Rasional : Tingginya gelombang T, Panjangnya interval PR dan Lebarnya kompleks QRS dihubungkan dengan serum Kalium ; Pernapasan kusmaul dihubungkan dengan acidosis, kejang yang mungkin terjadi dihubungkan dengan rendahnya calsium.

2. Monitor data-data laboratorium : Serum pH, Hidrogen, Potasium, bicarbonat, calsium


magnesium, Hb, HT, BUN dan serum kreatinin. Rasional : Nilai laboratorium merupakan indikasi kegagalan ginjal untuk mengeluarkan sisa metabolit dan kemunduran fungsi sekretori ginjal.

3. Jangan berikan obat obat Nephrothoxic.


Rasional : Obat obat nephrotoxic akan memperburuk keadaan ginjal

4. Berikan pengobatan sesuai pesanan / permintaan dokter dan kaji respon terhadap
pengobatan. Rasional : Dosis obat mungkin berkurang dan intervalnya menjadi lebih lama. Monitor respon terhadap pengobatan untuk menentukan efektivitas obat yang diberikan dan kemungkinan timbulnya efek samping obat.

2. Kelebihan volume cairan sehubungan dengan ketidakmampuan ginjal mengeskkresi air dan natrium

1. Timbang berat badan pasien setiap hari, Ukur intake dan output tiap 24 jam, Ukur tekanan darah
(posisi duduk dan berdiri), kaji nadi dan pernapasan (Termasuk bunyi napas) tiap 6-8 jam, Kaji status mental, Monitor oedema, distensi vena jugularis, refleks hepato jugular, Ukur CVP dan PAWP. Rasional : Untuk mengidentifikasi status gangguan cairan dan elektrolit.

2. Monitor data laboratorium : Serum Natrium, Kalium, Clorida dan bicarbonat.


Rasional : Untuk mengidentifikasikan acumulasinya elektrolit.

3. Monitor ECG
Rasional : Peningkatan atau penurunan Kalium dihubungkan dengan disthrithmia. Hipokalemia bisa terjadi akibat pemberian diuretic.

4. Berikan cairan sesuai indikasi


Rasional : Untuk mencegah kemungkinan terjadinya dehidrasi sel.

5. Berikan Diuretic sesuai pesanan dan monitor terhadap responnya.

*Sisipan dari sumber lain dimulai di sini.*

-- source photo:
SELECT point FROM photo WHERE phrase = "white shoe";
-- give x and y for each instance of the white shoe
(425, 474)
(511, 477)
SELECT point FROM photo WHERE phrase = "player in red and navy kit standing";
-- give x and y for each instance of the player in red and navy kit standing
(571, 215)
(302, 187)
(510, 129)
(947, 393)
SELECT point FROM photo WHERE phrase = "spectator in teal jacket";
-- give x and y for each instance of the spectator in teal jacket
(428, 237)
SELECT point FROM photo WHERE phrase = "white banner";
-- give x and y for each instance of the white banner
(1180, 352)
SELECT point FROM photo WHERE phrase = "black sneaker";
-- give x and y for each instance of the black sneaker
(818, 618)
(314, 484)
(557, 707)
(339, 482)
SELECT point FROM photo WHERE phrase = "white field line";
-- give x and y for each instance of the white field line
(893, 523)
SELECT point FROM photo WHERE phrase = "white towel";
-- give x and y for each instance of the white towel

Rasional : Untuk menentukkan efek dari pengobatan dan observasi tehadap efek samping yang mungkin timbul seperti : Hipokalemia dll.

3. Gangguan Nutrisi : Kurang dari kebutuhan tubuh sehubungan dengan pembatasan intake (Diit)
dan effect uremia yang mengakibatkan malnutrisi protein calori.

1. Kaji terhadap adanya Mual, muntah dan anorexia.


Rasional : Keadaan keadaan seperti ini akan meningkat kehilangan kebutuhan nutrisi.

2. Monitor intake makanan dan perubahan berat badan ; Monitor data laboratorium : Serum
protein, Lemak, Kalium dan natrium. Rasional : Untuk menentukkan diet yang tepat bagi pasien.

3. Berikan makanan sesuai diet yang dianjurkan dan modifikasi sesuai kesukaan Klien.
Rasional : Meningkatkan kebuthan Nutrisi klien sesuai diet .

4. Bantu atau anjurkan pasien untuk melakukan oral hygiene sebelum makan.
Rasional : Menghilangkan rasa tidak enak dalam mulut sebelum makan.

5. Berikan antiemetik dan monitor responya.


Rasional : Untuk mengevaluasi kemungkinan efek sampingnya.

6. Kolaborasi denga ahli diet untuk pemberian diit yang tepat bagi pasien.

Rasional : Kerjasama dengan profesi lain akan meningkatan hasil kerja yang baik. Pasien dengan GGK butuh diit yang tepat untuk perbaikan keadaan dan fungsi ginjalnya.